The state of healthcare in the United States is a sobering reminder about the need to find innovative solutions for making the cost of care more affordable for people, and for the quality of healthcare to be elevated in the first place. One possible way to address the situation is by adopting the value-based model of care.
The Paradigm Shift to Value-Based Care
Conventional volume-based models of healthcare like the fee-for-service model pay health providers based on the volume of care they provide. This tends to have the undesirable effect of incentivizing the over-provision of healthcare services while doing nothing to improve actual health outcomes. A doctor that routinely orders patients to get costly medical exams or attempts to attend to a high number of patients everytime will logically get paid more than a doctor that takes time to study the best possible course of care for each of patient.
On the other hand, value-based care puts more emphasis on the outcome of care and focuses on the value obtained from top-quality care. Thankfully, it is looking like the paradigm shift to this accountable model of care is here to stay, as the U.S. Department of Health and Human Services has targeted—by 2018—to tie 50% of Medicare fee-for-service payments to quality or value through alternative payment models.
Artificial Intelligence: Helping Clinicians and Regulators Craft the Best Health Programs
Now, healthcare agency leaders and health providers are coming under intense pressure to discover and enforce best practices in order to deliver high-quality care at lower costs. In order to do this, they are turning to state-of-the-art solutions like healthcare-specific artificial intelligence in order to rapidly analyze huge volumes of data and turn them into actionable insights.
For instance, there are software solutions that utilize the power of machine learning to study not only electronic medical records but also financial information that represent tens of thousands of patient experiences and individual events. By analyzing clinical variation at such a granular level, the software is able to automatically surface groups of similar patient procedures and discover clinical routes that result in the best patient outcomes at the lowest possible costs.
With the help of artificial intelligence, health providers and health payers will also be able to develop a proactive strategy for managing population health. Some of today’s artificial intelligence solutions can automatically identify nuanced sub-populations and predict risk trajectories for people who fall under each patient group. By predicting who will advance to riskier states over time and what conditions are likely to be prevalent for each group, health organizations are able to determine the most cost-effective interventions that will deliver the best health outcomes.
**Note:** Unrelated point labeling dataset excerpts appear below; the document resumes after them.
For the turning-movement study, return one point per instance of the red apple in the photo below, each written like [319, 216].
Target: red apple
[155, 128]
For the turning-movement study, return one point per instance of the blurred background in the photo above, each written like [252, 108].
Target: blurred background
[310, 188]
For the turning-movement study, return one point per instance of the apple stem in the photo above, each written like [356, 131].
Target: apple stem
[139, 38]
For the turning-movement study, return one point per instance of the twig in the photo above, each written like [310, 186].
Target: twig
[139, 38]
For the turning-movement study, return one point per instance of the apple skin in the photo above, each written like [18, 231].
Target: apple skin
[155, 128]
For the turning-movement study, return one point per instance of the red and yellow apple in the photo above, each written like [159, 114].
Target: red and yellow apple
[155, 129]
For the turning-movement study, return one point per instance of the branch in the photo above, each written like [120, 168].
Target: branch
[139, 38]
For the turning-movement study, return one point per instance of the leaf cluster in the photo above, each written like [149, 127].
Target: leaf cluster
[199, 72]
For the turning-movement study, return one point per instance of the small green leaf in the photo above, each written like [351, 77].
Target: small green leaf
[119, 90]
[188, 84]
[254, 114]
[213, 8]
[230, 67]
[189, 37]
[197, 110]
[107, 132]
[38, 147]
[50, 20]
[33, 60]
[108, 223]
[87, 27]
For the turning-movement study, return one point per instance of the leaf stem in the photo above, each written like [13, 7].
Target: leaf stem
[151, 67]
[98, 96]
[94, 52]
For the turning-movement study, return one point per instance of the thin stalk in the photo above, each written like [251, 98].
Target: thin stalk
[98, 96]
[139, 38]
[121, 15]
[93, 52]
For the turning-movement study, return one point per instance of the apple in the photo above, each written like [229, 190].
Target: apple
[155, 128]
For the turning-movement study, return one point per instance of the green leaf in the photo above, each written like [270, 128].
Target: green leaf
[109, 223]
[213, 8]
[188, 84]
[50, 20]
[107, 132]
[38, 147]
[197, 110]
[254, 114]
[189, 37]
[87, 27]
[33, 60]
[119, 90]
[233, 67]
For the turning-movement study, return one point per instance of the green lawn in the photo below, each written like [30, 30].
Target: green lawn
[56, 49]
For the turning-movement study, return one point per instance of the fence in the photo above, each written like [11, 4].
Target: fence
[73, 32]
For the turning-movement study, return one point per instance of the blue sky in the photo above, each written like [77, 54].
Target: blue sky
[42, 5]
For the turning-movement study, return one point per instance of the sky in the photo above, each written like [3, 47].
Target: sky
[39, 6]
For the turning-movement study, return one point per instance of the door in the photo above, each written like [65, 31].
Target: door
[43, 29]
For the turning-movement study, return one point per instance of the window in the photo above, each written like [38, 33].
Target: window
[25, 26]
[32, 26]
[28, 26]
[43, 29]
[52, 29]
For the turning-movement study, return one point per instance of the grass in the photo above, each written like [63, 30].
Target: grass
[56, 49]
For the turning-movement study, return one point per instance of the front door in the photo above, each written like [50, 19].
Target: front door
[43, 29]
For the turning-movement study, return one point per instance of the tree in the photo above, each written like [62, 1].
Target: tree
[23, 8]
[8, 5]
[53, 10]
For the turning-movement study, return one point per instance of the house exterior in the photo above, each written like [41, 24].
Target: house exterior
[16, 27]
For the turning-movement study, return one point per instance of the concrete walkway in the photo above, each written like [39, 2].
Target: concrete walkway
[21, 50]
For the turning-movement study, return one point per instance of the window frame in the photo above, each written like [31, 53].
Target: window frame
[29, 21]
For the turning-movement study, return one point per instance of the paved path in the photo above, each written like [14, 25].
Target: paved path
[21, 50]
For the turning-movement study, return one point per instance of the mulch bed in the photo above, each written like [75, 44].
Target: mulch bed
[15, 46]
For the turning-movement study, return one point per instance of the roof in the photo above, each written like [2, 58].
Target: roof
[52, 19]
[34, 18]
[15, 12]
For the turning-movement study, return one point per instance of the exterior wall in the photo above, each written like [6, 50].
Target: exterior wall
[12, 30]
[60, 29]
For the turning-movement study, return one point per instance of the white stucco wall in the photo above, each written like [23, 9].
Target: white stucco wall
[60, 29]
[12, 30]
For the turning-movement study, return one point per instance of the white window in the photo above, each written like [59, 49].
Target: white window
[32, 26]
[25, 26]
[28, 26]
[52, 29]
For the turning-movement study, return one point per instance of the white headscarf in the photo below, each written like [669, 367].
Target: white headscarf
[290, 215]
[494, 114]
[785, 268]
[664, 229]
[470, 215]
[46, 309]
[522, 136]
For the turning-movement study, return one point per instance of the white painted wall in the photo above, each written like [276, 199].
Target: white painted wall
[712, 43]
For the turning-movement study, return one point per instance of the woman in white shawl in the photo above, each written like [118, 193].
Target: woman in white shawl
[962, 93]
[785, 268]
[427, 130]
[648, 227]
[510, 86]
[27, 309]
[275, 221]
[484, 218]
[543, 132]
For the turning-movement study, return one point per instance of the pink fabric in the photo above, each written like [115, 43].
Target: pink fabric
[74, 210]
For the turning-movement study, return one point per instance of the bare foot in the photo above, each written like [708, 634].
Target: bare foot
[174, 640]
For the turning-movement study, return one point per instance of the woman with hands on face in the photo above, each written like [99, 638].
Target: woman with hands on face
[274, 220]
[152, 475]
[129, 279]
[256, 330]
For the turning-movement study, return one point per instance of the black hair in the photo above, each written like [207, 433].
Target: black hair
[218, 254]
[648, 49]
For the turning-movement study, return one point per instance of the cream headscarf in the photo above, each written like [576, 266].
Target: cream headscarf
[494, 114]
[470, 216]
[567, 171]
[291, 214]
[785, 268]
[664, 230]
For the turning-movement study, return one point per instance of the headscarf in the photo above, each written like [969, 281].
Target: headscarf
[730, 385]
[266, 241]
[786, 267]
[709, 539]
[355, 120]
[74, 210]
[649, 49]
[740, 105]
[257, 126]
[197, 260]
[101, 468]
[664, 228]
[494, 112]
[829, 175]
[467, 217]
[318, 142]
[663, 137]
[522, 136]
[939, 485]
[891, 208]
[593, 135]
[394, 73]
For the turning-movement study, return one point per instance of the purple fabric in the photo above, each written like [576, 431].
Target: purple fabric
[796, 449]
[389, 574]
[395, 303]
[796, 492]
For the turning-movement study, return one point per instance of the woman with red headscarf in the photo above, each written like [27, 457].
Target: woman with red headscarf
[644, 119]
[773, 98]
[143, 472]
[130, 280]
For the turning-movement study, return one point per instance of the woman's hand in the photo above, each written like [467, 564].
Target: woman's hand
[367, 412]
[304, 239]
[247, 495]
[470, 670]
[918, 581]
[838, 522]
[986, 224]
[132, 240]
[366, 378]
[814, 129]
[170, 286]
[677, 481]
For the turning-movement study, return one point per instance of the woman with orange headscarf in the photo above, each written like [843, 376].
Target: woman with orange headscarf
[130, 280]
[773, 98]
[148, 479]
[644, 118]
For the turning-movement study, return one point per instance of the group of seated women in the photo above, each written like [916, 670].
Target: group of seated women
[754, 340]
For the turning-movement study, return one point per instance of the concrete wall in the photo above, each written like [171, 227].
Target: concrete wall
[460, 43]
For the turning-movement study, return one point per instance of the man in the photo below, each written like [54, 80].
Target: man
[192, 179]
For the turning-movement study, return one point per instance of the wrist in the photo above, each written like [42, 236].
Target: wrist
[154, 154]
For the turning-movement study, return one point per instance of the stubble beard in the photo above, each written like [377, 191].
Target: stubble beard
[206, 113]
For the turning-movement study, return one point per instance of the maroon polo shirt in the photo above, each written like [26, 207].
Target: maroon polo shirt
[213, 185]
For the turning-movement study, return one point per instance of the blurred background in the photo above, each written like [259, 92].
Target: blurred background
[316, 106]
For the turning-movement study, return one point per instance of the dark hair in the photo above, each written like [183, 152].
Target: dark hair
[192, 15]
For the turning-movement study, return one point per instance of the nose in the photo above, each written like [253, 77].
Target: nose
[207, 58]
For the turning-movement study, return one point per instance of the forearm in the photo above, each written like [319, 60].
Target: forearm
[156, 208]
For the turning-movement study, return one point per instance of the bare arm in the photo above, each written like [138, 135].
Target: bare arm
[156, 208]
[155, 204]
Aside from clinical variation and population health management, artificial intelligence will also be increasingly useful in the future for other healthcare applications that will have a direct impact on the cost of care. These include the management of regulatory risks, the detection of healthcare fraud, and the reduction of healthcare claims denials.
As governments and health organizations around the world face increasingly more complex challenges, they are also becoming more open to studying alternative healthcare models and relying on innovative solutions to lessen the financial burden of care on populations and individuals. With the help of technologies like artificial intelligence and machine learning, they are well on their way to crafting better healthcare for everyone.